Energetics of microporous materials

Alexandra Navrotsky; Ivan Petrovic; Yatao Hu; Cong yan Chen; Mark E. Davis

doi:10.1016/0022-3093(95)00392-4

Energetics of microporous materials

Alexandra Navrotsky, Ivan Petrovic, Yatao Hu, Cong yan Chen, Mark E. Davis

Research output: Contribution to journal › Article › peer-review

12 Scopus citations

Abstract

The enthalpies of formation of a series of high-silica zeolites are only 8–14 kJ/mol less exothermic than that of quartz, with a very weak dependence on volume (framework density), despite a factor of two variation in those parameters.
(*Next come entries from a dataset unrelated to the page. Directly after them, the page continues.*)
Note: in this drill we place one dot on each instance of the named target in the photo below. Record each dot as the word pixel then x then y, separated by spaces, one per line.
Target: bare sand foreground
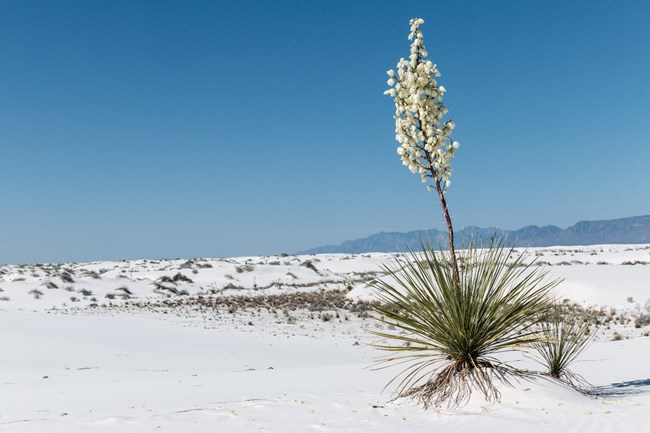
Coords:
pixel 223 345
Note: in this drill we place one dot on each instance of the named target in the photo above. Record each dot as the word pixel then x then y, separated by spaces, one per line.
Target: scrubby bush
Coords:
pixel 565 337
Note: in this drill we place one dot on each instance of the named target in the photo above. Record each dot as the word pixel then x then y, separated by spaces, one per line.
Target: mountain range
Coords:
pixel 631 230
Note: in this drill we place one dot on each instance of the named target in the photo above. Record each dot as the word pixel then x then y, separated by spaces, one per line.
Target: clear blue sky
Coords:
pixel 186 128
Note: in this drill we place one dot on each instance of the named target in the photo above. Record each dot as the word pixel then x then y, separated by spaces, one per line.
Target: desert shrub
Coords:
pixel 66 277
pixel 449 328
pixel 36 293
pixel 565 337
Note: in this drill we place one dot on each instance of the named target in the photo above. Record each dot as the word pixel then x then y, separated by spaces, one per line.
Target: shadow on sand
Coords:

Several mesoporous silicas, with pore diameters in the range 3–5 nm, also are only 14 kJ/mol less stable energetically than quartz. Thus, in the microporous and mesoporous regime, the energy appears to level off at values only about 14 kJ/mol less stable than quartz, with the pores behaving energetically like an inert second phase. Similar trends are seen for AlPO₄ zeolites, and for a dehydrated CaAl silicate zeolite. These data suggest that the synthesis of microporous materials is not limited by their energetics but by finding appropriate kinetic pathways for their formation.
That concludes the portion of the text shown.